Jacinta Ruru, a prominent legal academic, has identified four key questions that need to be answered in order to determine a native title right in a body of freshwater. Firstly, does native title apply to freshwater? Secondly, if so, does native title trump the common law principle of publici juris in respect to freshwater? Thirdly, when establishing the case for title over a particular water body: do the Māori group in question hold customary property interests over that water body? And lastly, has the Crown extinguished those rights by some fair means? (Ruru pp80-84)
Stage Two of the Waitangi Tribunal’s inquiry into freshwater is looking into how well the Crown currently recognises Māori rights and interests in waters, and will offer recommendations for reform. The hearings are currently on hold, but will resume once the new Government develops its freshwater policy.
Water ownership issues are likely to be a challenge for the new Government, with Labour and the Greens going into the election promising that Treaty claims in water will be resolved, while New Zealand First was implacably opposed to the idea.
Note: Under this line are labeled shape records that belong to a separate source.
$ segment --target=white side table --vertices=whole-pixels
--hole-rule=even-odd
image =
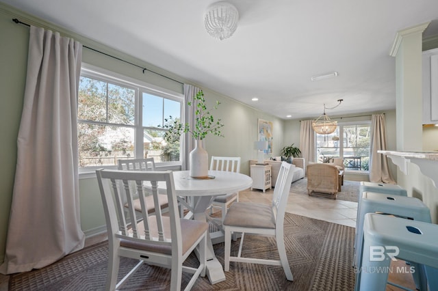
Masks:
[[[251,190],[261,189],[264,193],[266,189],[272,189],[270,165],[253,165],[250,171],[253,178]]]

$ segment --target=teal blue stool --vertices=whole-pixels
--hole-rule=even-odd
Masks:
[[[422,266],[427,286],[438,290],[438,225],[400,217],[368,213],[363,223],[363,251],[357,270],[355,290],[384,291],[391,260]],[[392,284],[402,289],[402,286]]]

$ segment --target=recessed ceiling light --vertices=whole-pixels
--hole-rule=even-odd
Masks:
[[[331,72],[326,74],[322,74],[313,76],[311,78],[310,78],[310,81],[318,81],[318,80],[322,80],[323,79],[332,78],[333,77],[337,77],[338,74],[339,74],[337,73],[337,72]]]

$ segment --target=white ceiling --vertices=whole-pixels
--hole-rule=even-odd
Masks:
[[[220,41],[203,25],[215,0],[0,1],[284,119],[338,99],[329,115],[395,109],[396,33],[438,19],[437,0],[229,0],[239,25]]]

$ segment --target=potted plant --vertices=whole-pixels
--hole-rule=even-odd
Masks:
[[[298,147],[294,146],[294,143],[289,146],[285,146],[281,149],[280,152],[282,156],[286,158],[286,161],[292,163],[291,156],[298,158],[301,154],[301,150]]]
[[[193,102],[188,102],[188,105],[196,107],[194,112],[194,125],[190,128],[188,123],[183,124],[179,120],[172,120],[172,116],[165,119],[166,122],[163,126],[168,130],[164,136],[167,141],[176,141],[179,140],[181,135],[189,133],[195,140],[195,148],[190,152],[190,175],[193,178],[205,178],[208,176],[208,153],[202,147],[201,141],[207,137],[208,133],[218,137],[223,137],[220,128],[224,126],[221,120],[215,120],[214,117],[207,108],[204,93],[202,91],[198,92],[193,98]],[[216,101],[216,104],[211,109],[217,109],[220,103]]]

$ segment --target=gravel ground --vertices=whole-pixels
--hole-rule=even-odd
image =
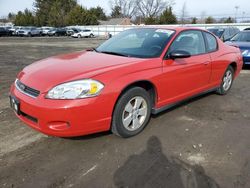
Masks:
[[[250,187],[250,70],[226,96],[207,94],[151,118],[138,136],[63,139],[20,122],[8,90],[30,63],[103,40],[0,38],[0,187]]]

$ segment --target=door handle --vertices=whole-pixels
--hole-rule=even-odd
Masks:
[[[210,64],[210,61],[206,61],[203,63],[204,65],[209,65]]]

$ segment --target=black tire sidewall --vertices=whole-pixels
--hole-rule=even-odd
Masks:
[[[136,96],[140,96],[145,99],[147,106],[148,106],[147,116],[143,125],[141,125],[139,129],[135,131],[129,131],[123,126],[123,123],[122,123],[123,114],[122,113],[127,103]],[[140,87],[134,87],[134,88],[129,89],[119,98],[118,102],[116,103],[115,110],[113,113],[113,118],[112,118],[112,129],[111,129],[112,132],[123,138],[128,138],[128,137],[132,137],[132,136],[139,134],[146,127],[150,119],[151,108],[152,108],[152,104],[151,104],[150,96],[145,89],[140,88]]]
[[[224,90],[224,87],[223,87],[224,81],[223,81],[223,79],[224,79],[224,77],[225,77],[225,75],[226,75],[226,73],[227,73],[228,70],[231,71],[233,78],[232,78],[232,83],[231,83],[229,89],[228,90]],[[220,85],[220,87],[218,89],[218,93],[220,95],[226,95],[230,91],[230,89],[231,89],[231,87],[233,85],[233,81],[234,81],[234,69],[233,69],[233,67],[231,65],[229,65],[228,68],[226,69],[225,73],[223,74],[221,85]]]

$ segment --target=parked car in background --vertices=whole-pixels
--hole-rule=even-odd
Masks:
[[[227,44],[239,47],[244,65],[250,65],[250,30],[239,32]]]
[[[0,27],[0,37],[1,36],[8,36],[8,35],[9,35],[9,31],[4,27]]]
[[[129,29],[96,49],[25,67],[11,86],[10,104],[20,120],[48,135],[111,130],[131,137],[151,114],[207,92],[227,94],[241,68],[240,49],[208,31]]]
[[[19,30],[23,29],[24,27],[22,26],[14,26],[14,32],[13,32],[13,35],[16,35],[18,36],[18,32]]]
[[[18,31],[18,36],[40,36],[41,35],[41,29],[36,27],[24,27]]]
[[[52,29],[54,29],[53,27],[41,27],[42,28],[42,35],[46,36],[48,35],[48,32]]]
[[[77,28],[69,28],[66,30],[67,36],[72,36],[74,33],[78,33],[80,29]]]
[[[16,32],[16,27],[9,28],[9,33],[11,36],[15,35],[15,32]]]
[[[74,33],[73,35],[71,35],[74,38],[82,38],[82,37],[94,37],[94,33],[93,31],[91,31],[90,29],[84,29],[84,30],[80,30],[77,33]]]
[[[230,40],[240,30],[237,27],[216,27],[207,29],[211,33],[219,37],[223,42]]]
[[[66,36],[65,28],[54,28],[48,31],[48,36]]]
It is likely that, as in previous cases, the Government will take an approach that legal historian Richard Boast calls “statutory pragmatism,” and describes as a tendency to negotiate political deals, then enshrine those deals in law. They need to do this well, or risk Māori going back to court. When forming policy, those involved will hopefully look hard at the issues in relevant past cases, such as the protracted problems over consultation and allocation in the fisheries settlements, and the prohibitively high bar for establishing rights under the Foreshore and Seabed Act 2004 and its successor, the Marine and Coastal Areas (Takutai Moana) Act 2011.
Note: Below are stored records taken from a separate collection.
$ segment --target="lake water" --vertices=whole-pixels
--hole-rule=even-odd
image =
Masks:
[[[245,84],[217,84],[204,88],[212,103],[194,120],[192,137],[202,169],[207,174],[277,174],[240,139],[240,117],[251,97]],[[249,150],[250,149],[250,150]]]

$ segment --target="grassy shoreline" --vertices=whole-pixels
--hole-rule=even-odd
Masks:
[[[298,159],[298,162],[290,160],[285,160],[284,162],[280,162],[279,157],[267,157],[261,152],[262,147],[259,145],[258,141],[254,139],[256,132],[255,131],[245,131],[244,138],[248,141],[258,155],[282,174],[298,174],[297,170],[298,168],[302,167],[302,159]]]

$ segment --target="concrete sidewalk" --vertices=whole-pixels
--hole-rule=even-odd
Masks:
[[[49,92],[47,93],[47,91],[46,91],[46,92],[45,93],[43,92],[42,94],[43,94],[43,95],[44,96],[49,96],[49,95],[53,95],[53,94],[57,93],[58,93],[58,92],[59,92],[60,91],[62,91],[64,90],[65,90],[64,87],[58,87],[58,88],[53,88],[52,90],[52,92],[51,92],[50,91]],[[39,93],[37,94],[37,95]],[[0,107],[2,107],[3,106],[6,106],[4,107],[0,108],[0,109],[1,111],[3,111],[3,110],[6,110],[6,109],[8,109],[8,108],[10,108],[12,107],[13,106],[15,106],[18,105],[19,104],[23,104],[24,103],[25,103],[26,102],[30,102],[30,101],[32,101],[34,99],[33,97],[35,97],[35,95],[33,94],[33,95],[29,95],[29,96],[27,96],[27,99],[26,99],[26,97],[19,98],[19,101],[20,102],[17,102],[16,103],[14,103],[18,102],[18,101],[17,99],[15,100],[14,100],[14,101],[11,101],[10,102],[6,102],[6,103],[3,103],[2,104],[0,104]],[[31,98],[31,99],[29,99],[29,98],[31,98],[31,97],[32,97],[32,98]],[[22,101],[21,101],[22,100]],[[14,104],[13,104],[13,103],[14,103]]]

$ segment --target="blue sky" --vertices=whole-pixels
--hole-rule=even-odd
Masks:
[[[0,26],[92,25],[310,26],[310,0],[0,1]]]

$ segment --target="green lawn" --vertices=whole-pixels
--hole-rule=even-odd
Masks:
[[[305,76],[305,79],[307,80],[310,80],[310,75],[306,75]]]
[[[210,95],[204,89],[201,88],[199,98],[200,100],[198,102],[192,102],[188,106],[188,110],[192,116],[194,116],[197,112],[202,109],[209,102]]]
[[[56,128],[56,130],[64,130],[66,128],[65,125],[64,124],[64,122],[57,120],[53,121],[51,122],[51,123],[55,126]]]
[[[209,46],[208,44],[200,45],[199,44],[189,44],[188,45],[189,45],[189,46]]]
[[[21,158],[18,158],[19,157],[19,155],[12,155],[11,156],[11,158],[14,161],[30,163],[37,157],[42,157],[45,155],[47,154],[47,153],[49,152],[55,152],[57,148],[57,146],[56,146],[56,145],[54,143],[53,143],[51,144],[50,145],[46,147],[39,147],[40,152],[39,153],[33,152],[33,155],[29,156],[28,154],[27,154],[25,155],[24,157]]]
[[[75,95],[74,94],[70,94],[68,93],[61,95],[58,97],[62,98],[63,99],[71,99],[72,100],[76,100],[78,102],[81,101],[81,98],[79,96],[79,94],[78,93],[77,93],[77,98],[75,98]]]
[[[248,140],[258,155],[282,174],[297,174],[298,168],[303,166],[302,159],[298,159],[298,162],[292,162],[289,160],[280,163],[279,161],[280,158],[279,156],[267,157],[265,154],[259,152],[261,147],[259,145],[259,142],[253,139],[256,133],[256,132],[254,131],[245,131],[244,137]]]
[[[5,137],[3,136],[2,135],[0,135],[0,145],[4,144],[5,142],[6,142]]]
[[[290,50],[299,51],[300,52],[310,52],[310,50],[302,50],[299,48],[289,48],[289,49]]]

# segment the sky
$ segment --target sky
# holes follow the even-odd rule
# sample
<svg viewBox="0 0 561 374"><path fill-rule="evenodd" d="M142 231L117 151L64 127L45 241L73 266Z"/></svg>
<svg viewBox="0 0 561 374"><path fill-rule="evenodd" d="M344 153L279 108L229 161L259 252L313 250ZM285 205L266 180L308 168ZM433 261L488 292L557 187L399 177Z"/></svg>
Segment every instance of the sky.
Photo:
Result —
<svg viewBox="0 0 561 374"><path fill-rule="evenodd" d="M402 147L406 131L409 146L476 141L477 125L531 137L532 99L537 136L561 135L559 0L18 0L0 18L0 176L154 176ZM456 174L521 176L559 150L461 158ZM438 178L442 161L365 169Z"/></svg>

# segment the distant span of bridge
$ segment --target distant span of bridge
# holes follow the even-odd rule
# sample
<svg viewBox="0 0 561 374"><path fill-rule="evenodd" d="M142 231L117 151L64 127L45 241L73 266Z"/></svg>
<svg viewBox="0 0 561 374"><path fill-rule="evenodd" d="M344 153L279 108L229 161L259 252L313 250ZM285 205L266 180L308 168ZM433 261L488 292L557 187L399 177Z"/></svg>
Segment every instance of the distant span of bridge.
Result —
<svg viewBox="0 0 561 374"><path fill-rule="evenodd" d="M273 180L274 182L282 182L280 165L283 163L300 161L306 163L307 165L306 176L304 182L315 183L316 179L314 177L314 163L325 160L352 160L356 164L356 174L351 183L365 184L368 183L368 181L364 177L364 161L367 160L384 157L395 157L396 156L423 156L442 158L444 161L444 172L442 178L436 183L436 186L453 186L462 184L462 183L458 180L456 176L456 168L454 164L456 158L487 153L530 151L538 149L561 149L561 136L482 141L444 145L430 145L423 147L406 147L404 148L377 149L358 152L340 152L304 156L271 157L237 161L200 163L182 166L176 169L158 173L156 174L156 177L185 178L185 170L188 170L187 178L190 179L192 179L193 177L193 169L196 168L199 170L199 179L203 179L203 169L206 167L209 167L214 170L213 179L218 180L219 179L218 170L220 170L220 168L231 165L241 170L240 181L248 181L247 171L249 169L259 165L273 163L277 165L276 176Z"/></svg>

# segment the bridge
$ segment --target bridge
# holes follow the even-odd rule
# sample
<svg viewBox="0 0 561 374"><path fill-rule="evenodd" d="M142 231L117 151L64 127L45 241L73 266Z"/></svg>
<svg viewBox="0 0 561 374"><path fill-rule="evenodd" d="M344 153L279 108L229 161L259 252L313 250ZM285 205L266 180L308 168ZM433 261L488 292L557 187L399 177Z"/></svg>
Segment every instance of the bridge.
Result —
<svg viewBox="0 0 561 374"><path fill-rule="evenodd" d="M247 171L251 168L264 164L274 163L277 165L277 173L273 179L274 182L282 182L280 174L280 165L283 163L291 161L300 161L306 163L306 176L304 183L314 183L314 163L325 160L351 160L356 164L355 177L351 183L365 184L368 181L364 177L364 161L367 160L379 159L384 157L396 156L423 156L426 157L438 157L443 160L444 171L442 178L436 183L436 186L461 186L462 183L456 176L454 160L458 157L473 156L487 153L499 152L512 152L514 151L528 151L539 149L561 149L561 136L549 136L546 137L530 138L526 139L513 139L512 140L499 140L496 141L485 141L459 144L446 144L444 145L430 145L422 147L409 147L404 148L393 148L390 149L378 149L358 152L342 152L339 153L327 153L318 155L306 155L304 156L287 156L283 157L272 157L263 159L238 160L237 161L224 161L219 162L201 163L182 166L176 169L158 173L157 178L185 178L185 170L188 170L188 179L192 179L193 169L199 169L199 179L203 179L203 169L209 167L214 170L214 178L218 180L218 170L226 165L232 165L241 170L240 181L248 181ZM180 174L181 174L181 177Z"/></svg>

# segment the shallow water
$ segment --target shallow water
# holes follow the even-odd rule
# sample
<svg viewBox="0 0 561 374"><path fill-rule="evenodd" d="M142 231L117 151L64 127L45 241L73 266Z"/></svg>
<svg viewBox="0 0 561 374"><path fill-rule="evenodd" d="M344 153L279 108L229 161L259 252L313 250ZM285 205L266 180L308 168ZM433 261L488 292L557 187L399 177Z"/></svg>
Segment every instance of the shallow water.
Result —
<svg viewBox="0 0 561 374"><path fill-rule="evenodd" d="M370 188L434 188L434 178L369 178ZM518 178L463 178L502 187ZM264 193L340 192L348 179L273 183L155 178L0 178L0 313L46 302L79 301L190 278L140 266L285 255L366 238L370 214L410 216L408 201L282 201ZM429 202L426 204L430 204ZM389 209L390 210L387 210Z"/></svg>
It should be remembered through all of this, that the primary impetus for Māori political agitation over waterways, historically and in the present is certainly not financial greed, nor even the legitimate pursuit of their rights under law, but horror at the degradation of water quality and water flow. The history of Māori protest in relation to water shows long decades of concern about the loss of mahinga kai to pollution, and the shrinking and engorgement of rivers and lakes for power generation and irrigation. The Ministry for the Environment consulted widely with Māori in early 2005 on water issues and noted:
One of the most striking and consistent themes to emerge from the hui is the anger, pain and sorrow many Māori individuals and communities feel due to the current state of New Zealand’s freshwater resources … Many things underlie these feelings – pain at the damage which has been caused to Papatūānuku (the waterways are seen as her veins) and the mauri of waterways, the cultural offence caused by practices such as sewage and effluent discharge, the damage to and loss of mahinga kai, damage to the health of those who rely on that mahinga kai, the loss of cultural wellbeing caused by degradation of the mauri of the waters, the cumulative effects on all aspects of wellbeing and much more.
Mainstream media presentations of this issue very seldom cover the important legal and historical issues relating to water ownership, though they revel in its controversial politics. Māori have a perfectly legitimate case to rights in freshwater, and this country need not be afraid of it.